To put Hayles’ framing to work, we do three things in this chapter.
- We define what she means by human-technical cognitive assemblages.
- We rework her definition of machine cognition to better align it with the study of social complexity.
- We set the stage for Chapter 22, in which we spend considerable time exploring our current complex system of systems of digital machines and our posthuman condition.
Here is a glimps at some of our conclusions from this chapter.

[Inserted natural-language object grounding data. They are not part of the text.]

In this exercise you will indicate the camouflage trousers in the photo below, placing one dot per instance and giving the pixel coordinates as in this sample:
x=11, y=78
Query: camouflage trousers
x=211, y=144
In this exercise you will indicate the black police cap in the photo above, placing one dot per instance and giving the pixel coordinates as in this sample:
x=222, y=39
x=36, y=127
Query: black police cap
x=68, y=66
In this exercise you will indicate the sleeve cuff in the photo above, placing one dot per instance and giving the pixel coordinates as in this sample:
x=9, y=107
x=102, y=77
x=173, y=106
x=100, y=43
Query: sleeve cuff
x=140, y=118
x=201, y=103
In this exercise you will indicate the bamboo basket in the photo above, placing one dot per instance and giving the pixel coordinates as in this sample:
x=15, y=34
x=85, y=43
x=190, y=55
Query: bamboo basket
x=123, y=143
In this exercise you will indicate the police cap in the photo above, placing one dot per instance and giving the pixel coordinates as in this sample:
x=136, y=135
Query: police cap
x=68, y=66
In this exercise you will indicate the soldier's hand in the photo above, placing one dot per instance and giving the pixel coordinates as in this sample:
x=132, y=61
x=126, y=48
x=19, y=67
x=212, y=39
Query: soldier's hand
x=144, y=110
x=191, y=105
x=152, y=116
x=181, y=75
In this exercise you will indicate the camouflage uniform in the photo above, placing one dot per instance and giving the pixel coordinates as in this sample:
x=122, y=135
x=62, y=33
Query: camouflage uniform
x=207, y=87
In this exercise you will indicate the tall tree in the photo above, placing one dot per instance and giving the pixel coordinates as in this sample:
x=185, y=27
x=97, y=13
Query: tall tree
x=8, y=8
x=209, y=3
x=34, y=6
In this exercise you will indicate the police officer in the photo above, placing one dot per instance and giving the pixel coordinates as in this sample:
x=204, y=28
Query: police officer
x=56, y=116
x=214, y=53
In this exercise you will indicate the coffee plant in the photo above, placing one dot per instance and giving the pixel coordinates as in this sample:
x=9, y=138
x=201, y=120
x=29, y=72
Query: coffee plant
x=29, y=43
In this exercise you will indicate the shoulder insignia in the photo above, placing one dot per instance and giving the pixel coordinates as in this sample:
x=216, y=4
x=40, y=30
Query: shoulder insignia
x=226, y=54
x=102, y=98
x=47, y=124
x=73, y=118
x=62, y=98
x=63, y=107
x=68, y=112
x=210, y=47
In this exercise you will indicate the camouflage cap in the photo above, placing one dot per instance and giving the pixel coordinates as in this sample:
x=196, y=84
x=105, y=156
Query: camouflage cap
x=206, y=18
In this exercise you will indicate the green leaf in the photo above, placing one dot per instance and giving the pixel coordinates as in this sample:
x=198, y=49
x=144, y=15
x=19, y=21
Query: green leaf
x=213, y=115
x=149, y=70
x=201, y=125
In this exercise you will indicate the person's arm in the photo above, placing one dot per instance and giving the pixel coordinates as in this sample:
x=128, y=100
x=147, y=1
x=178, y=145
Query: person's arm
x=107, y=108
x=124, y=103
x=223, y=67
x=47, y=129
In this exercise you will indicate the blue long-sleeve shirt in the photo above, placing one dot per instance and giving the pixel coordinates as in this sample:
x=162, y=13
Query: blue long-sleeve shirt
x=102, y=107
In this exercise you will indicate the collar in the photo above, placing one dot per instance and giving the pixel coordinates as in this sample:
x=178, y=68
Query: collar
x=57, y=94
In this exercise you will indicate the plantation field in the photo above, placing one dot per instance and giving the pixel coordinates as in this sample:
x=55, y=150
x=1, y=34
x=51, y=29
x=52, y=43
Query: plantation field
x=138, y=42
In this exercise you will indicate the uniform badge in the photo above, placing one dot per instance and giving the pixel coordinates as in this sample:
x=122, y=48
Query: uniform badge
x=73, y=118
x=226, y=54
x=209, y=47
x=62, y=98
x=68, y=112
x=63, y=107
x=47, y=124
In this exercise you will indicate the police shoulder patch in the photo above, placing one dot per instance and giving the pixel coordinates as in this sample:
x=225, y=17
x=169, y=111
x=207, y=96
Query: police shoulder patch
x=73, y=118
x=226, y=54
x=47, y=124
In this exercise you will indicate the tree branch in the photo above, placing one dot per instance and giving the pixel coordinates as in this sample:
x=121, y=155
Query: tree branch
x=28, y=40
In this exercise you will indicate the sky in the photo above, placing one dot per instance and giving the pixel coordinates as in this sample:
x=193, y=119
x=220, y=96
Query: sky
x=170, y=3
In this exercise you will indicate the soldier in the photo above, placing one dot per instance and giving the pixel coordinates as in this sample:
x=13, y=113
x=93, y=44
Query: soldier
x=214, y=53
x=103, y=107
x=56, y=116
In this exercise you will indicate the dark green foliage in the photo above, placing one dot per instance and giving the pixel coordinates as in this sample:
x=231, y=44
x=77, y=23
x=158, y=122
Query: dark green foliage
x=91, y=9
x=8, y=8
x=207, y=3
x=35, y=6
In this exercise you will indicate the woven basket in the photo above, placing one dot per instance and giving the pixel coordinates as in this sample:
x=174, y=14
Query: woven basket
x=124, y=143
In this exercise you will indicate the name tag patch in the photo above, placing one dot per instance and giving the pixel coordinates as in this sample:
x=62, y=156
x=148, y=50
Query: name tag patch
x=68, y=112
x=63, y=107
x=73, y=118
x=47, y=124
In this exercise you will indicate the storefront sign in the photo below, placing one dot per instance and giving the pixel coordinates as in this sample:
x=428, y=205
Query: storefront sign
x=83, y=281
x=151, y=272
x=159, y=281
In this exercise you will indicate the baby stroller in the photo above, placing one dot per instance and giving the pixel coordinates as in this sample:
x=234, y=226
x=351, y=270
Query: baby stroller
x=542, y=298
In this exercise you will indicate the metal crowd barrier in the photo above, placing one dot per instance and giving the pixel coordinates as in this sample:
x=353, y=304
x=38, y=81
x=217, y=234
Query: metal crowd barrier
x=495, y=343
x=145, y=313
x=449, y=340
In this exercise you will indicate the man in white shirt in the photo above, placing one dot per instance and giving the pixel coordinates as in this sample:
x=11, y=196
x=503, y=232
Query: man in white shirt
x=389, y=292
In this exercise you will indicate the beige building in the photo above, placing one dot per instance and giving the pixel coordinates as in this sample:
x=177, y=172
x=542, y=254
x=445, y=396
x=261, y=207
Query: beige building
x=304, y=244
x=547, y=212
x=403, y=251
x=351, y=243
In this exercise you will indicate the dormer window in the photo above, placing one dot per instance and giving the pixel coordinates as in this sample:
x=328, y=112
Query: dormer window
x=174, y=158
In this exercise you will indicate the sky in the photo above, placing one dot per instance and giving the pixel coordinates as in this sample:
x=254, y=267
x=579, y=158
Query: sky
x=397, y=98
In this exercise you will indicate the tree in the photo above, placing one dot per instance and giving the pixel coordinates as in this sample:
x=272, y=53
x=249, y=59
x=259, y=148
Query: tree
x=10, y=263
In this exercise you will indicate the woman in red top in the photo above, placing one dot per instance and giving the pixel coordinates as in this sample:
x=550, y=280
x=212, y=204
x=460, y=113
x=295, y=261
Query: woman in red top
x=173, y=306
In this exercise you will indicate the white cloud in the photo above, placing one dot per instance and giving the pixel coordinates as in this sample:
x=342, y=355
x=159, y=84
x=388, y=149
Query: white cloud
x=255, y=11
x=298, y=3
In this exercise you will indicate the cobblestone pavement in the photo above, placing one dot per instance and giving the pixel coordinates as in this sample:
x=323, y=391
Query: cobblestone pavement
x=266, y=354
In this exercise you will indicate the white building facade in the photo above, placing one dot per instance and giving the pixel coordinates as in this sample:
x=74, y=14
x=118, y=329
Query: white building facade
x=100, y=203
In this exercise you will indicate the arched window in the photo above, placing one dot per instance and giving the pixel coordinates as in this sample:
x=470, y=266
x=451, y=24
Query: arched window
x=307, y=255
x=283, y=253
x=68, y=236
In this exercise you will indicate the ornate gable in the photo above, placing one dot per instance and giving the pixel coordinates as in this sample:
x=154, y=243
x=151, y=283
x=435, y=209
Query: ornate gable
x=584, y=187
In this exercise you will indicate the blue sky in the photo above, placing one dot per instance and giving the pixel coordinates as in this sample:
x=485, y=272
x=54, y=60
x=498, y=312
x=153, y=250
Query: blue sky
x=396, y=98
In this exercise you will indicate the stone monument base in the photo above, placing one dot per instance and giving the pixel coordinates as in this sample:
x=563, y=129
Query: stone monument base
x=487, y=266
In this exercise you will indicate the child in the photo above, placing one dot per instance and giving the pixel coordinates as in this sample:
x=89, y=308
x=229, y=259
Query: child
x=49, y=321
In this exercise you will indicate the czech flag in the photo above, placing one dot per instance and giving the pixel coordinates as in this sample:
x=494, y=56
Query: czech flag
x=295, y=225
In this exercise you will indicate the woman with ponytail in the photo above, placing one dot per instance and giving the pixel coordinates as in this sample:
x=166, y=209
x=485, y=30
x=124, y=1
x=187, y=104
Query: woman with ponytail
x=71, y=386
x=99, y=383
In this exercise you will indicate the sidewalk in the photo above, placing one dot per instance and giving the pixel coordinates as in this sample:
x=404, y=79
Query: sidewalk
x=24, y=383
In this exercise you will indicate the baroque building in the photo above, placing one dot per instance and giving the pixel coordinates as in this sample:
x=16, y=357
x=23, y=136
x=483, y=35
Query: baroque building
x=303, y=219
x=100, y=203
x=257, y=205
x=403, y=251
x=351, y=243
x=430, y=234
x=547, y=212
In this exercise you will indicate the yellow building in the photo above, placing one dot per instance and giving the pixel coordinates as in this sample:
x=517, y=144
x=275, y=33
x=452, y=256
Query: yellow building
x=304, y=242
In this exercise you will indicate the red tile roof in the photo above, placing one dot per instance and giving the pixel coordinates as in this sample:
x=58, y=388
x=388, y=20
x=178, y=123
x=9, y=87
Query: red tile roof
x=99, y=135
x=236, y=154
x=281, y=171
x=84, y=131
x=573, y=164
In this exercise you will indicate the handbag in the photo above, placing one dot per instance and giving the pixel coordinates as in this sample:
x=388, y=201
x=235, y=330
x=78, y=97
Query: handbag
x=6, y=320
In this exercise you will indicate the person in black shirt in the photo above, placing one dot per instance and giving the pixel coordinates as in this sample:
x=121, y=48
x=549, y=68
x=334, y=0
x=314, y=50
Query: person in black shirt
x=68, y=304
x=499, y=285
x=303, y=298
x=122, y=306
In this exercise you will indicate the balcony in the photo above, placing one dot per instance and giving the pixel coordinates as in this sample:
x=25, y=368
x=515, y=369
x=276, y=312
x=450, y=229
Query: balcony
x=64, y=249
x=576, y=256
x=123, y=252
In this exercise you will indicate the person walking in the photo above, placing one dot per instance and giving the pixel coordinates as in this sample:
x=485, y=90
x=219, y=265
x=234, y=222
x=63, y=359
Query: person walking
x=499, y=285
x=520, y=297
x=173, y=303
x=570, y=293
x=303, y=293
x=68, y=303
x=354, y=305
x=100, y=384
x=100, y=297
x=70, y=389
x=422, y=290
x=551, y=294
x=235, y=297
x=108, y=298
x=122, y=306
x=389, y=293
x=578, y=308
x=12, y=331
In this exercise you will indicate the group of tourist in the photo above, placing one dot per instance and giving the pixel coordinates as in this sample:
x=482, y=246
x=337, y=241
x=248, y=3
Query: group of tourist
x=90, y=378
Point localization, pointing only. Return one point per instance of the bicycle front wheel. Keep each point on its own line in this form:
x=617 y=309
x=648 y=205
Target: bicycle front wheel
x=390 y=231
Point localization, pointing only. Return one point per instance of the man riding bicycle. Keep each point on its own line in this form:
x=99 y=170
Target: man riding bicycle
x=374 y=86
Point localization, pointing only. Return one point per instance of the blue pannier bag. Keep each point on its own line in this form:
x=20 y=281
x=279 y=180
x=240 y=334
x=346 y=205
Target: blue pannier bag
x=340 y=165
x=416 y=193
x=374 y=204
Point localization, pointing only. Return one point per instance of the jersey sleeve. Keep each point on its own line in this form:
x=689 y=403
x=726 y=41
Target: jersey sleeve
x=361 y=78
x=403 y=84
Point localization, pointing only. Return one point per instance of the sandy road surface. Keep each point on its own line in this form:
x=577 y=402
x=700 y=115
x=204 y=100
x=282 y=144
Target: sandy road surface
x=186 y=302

The inability of machine cognition to explain itself is why scholars refer to machine learning as a ‘black box’. We know how to programme machine cognition using artificial neural nets, genetic algorithms or computational models; but we often have little insight into how machine cognition arrives at its conclusions because these machine are ignorant of what they do, beyond the output they provide and the data upon which they are trained. Case in point is Cliff Kuang’s New York Times article, Can A.I. be taught to explain itself?[1] In the article, Kuang explains that “as machine learning becomes more powerful, the field’s researchers increasingly find themselves unable to account for what their algorithms know – or how they know it”.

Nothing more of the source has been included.